Nous avons ré-écouter ce single et tube présent sur l’album Soledad. Dès sa sortie, on entendait une forme de nostalgie, un spleen troublant.
Dans Ce qu’on voit, Allée Rimbaud interprétée par Pascal Obispo et écrite par Étienne Roda-Gil, la nostalgie ne repose pas sur une évocation directe du passé, mais sur un manque, presque une absence organisée. Tout part d’un procédé simple, répété, presque entêtant : « ce qu’on voit », « ce qu’on entend ». Cette anaphore installe un cadre sensoriel, concret, mais immédiatement contredit. Chaque perception est niée. Ce que l’on regarde n’est plus ce qu’il devrait être. Ce que l’on entend ne correspond plus à une mémoire attendue. Le réel est là, mais vidé de sa substance.
Le trouble vient précisément de cette substitution. Le sourire des filles disparaît, le bordeaux devient un ruisseau banal, le paysage mythique du Grand Canyon n’émeut plus. Rien n’est frontalement dramatique, et c’est là que le texte des paroles touche juste. Il ne décrit pas une catastrophe, il constate une érosion. Le monde n’est pas détruit, il est désenchanté. Cette nuance crée une nostalgie plus fine, presque insidieuse, car elle renvoie à une perte que l’on ressent sans pouvoir la nommer pleinement.
La référence à Arthur Rimbaud agit comme un point de bascule. Le « poète de dix-sept ans » n’est plus qu’un vendeur de glaces, la poésie devient un idéal qui n’est pas assez suffisant. La poésie en tant qu’Art nourrit l’âme mais plus le corps. Tout cela donne une image brutale, mais traitée avec une forme de douceur désabusée. Le génie, la révolte, l’élan poétique sont réduits à une activité triviale.
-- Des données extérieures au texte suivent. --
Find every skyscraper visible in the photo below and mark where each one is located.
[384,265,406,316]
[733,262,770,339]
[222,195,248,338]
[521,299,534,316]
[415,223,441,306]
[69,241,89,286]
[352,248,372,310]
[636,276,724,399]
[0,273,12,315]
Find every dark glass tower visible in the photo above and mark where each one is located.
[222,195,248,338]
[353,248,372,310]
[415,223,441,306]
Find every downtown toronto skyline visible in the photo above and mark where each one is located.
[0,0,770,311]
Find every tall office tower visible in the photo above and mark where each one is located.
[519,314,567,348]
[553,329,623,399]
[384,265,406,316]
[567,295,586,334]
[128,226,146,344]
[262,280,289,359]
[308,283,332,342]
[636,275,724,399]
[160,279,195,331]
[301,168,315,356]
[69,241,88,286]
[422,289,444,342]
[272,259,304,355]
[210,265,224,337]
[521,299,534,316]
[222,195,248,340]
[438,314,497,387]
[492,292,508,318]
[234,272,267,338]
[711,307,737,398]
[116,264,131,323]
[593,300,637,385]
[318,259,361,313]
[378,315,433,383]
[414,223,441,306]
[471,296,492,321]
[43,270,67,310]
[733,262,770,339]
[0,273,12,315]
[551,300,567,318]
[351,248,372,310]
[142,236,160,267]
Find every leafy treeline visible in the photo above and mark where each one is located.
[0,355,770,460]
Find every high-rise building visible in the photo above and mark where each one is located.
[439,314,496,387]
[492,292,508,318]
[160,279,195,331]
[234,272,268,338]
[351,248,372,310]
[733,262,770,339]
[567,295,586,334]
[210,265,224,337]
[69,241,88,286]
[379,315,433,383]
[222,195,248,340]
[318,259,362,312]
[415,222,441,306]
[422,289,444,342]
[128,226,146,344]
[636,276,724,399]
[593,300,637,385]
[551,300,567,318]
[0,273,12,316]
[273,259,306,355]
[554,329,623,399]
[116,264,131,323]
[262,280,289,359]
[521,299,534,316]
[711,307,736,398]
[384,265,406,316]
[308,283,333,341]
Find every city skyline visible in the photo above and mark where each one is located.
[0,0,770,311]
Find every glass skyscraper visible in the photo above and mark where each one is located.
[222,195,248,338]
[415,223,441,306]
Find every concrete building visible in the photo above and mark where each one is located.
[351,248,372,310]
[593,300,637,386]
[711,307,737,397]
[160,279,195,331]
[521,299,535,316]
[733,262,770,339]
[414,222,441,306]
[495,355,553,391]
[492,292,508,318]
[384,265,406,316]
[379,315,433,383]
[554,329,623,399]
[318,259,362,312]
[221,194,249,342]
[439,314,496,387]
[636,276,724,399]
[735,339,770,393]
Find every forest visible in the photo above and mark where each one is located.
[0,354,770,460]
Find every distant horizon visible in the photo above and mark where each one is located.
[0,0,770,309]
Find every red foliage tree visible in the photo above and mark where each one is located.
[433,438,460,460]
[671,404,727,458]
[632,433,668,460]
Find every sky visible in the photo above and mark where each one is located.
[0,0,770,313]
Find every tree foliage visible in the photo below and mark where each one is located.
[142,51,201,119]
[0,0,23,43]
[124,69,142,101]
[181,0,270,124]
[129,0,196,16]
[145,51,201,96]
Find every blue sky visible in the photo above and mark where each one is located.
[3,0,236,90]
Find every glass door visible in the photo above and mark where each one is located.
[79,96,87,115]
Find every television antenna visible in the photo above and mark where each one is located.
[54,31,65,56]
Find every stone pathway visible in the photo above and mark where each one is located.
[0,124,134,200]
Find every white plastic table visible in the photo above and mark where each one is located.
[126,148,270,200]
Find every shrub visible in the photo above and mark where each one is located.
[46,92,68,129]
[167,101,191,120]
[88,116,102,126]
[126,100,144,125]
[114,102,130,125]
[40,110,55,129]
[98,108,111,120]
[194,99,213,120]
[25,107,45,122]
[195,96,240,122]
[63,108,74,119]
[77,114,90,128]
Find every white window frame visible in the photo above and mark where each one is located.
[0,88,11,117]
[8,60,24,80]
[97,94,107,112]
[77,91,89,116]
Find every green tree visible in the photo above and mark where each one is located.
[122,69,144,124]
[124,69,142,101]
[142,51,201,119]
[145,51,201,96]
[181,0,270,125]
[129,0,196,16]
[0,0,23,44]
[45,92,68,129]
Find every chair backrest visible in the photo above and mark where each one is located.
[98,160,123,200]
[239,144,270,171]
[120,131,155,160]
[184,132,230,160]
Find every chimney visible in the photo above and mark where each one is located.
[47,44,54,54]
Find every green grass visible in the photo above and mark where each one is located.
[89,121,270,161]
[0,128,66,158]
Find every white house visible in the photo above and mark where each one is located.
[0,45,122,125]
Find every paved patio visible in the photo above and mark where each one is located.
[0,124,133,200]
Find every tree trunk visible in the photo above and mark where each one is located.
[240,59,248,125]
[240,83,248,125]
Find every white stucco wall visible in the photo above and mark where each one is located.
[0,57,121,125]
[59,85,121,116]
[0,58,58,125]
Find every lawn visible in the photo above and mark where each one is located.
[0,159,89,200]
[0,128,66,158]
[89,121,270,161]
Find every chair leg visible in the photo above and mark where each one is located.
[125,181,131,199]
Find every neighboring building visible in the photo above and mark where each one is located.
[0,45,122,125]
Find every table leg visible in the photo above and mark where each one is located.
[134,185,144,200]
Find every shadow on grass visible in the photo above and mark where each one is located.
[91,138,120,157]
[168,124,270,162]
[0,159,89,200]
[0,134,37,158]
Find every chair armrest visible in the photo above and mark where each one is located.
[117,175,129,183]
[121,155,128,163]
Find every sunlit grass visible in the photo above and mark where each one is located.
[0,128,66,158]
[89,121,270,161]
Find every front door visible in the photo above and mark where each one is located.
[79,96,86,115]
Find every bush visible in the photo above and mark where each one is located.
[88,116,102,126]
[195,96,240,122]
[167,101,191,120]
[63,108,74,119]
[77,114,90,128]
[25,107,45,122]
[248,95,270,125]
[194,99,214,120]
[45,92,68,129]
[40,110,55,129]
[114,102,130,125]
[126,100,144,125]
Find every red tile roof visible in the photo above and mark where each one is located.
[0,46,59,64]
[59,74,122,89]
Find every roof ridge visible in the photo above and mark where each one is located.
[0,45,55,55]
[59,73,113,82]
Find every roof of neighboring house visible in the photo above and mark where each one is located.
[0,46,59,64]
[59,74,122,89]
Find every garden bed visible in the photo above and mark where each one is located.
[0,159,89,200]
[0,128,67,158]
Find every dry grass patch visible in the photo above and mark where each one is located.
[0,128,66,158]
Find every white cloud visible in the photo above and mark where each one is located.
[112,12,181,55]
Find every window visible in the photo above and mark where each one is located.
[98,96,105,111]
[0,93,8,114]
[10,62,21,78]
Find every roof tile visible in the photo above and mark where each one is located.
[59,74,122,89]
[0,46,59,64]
Le monde moderne n’écrase pas frontalement la poésie, il la détourne, il la dilue. L’absence de Paul Verlaine et du « je t’aime » renforce cette idée d’un langage appauvri, vidé de sa charge émotionnelle.
La nostalgie naît alors d’un contraste permanent entre ce qui devrait être et ce qui est. Elle n’est pas tournée vers un passé précis, mais vers une intensité perdue. Une époque où les sensations avaient du relief, où les mots portaient encore une forme de vérité. Ici, tout semble glisser, s’aplanir. Même la nature, pluie ou vent, ne produit plus qu’un bruit de fond indistinct.
Enfin, la répétition de « c’est une saison qui se perd, c’est l’enfer » agit comme un verdict. Le terme « saison » suggère quelque chose de cyclique, donc censé revenir. Pourtant, elle se perd. Il n’y a plus de retour possible. L’enfer n’est pas spectaculaire, il est quotidien, presque banal. C’est cette banalisation du vide qui crée une nostalgie troublante. En quelques mots, les paroles captent ce moment précis où le monde continue d’exister, mais où il a cessé de vibrer.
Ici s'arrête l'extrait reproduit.